Microsoft also said it returned $12.7 billion to shareholders through dividends and share repurchases during the quarter, up 32% from the prior-year period, reinforcing the company’s message that it can fund heavy investment while still distributing cash to investors.
Some specifics have not been publicly clarified about how quickly new data center capacity will ease bottlenecks across regions and workloads.
How MSFT stock price reacts to earnings and why GAAP vs adjusted matters here
Earnings today can move MSFT stock quickly because the market is effectively repricing two things at once: near-term growth and the durability of profit margins. When cloud demand is strong but spending is rising, investors tend to focus on whether the incremental revenue is coming with enough operating leverage, or whether margins are being squeezed by depreciation, energy, and accelerated infrastructure buildouts.
Microsoft’s quarter is also a reminder that GAAP and adjusted figures can diverge meaningfully when large investment marks are involved. The company said its fiscal second-quarter GAAP results reflected net gains from its investments in OpenAI, which increased net income by $7.6 billion and boosted earnings per share by $1.02. Microsoft’s adjusted results exclude that impact to help investors compare underlying operating performance across periods without the noise of large investment revaluations.

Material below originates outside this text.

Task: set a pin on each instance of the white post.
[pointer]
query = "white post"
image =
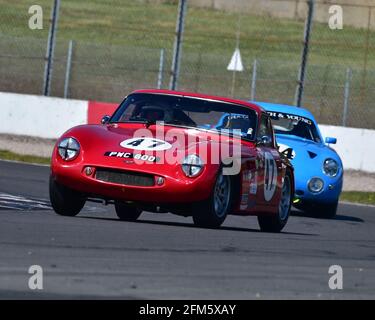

In trading, MSFT stock price action reflected that push and pull. Shares swung widely during the session, ranging from the mid-$440s to the mid-$480s, and were around $482 in late trading, underscoring that the market’s main debate is no longer whether Microsoft is growing, but how the growth is being funded and when the investment cycle normalizes.
Who feels the impact of Microsoft stock moves and what comes next
Two groups feel the immediate effect of a sharp Microsoft stock move: shareholders, including retirement savers holding broad-market funds where Microsoft is a heavyweight, and employees whose compensation may include stock-based awards. A second set of stakeholders includes enterprise customers and software partners, because Microsoft’s cloud and AI spending pace can influence product roadmaps, pricing discussions, and the availability of capacity for large deployments.
The next verifiable milestone is Microsoft’s next quarterly earnings release for fiscal 2026 third quarter, when management will again be expected to detail Azure momentum, cloud margin trends, and the cadence of AI infrastructure spending as the company heads deeper into 2026.